The biggest surprise was that the payroll tax holiday—that’s the two percentage point rate reduction that Americans have enjoyed in recent years—is over.  Americans will resume paying 6.2 percent of their paychecks into Social Security, an amount matched by their employers, which means that one out of every eight dollars an employer pays for each worker goes into the Social Security system.

Many rightly complain that the payroll tax is a bad tax:  It makes working less profitable, therefore discouraging people from productive activities.  Already cash-strapped, middleclass American families will now have smaller paychecks each week, which means they’ll have less to spend on food, gas, clothing, and businesses will have fewer costumers as a result. 

All that’s true. 

But I actually believe that it’s a good thing that the payroll tax holiday was allowed to end so that Americans are reminded of the real costs of our Social Security system.  After all, even the full 12 percent payroll tax isn’t enough to cover Social Security’s current obligations.  To make ends meet, the SSA is having to trade in bonds from the “Trust Fund” to the Treasury in exchange for a share of general tax revenue.  That’s really one government pocket taking money from the other pocket, but it’s an important exercise in terms of what it says about the Social Security system's finances.
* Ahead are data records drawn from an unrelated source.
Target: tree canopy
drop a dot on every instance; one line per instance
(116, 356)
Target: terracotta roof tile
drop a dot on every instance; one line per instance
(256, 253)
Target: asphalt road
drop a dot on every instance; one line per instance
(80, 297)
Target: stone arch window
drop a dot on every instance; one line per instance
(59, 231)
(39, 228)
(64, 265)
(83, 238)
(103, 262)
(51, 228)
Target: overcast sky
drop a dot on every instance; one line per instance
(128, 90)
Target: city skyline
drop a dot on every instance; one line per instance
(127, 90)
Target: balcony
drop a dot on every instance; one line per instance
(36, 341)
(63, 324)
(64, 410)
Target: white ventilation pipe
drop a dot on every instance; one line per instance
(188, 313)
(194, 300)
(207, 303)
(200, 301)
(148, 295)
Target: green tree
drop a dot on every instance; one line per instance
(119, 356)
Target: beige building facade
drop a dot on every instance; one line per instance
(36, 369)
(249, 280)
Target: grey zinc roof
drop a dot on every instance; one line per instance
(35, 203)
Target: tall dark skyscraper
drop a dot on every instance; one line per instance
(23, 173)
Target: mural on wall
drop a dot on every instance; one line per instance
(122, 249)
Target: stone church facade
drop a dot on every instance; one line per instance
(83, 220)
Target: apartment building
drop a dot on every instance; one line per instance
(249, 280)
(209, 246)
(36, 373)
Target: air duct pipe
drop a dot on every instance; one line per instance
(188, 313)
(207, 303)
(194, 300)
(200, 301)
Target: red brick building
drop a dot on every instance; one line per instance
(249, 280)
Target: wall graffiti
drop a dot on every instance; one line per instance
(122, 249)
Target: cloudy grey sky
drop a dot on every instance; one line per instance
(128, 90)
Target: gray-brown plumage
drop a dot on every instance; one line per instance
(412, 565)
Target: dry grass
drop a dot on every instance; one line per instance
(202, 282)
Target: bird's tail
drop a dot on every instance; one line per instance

As Baby Boomers continue to retire, Social Security costs will explode and more and more of our general income taxes will have to go for this one program.  That means there will be less for defense, education, health care, environment, roads, and everything else that government does and people care about.     

Americans should all be asking if our current pay-as-you-go Social Security system is really the best that the government can do.  Is it really fair to young workers who cannot expect to get back anything close to what they are paying into the system?  Do we really one more than one-fifth of all federal government dollars going to this one program?

That’s an important conversation to have.  As I’ve written before, I find it bizarre that those on the Left who would happily tax away all earnings of the hated “rich” consider it high treason to suggest asking those “rich” to forgo one penny of promised future benefits during their decades-long retirements.

Isn’t it time to consider slowing the growth of future benefits for America’s richest senior citizens?  As working Americans make sense of their smaller paychecks this week, I hope that’s a question that they start asking.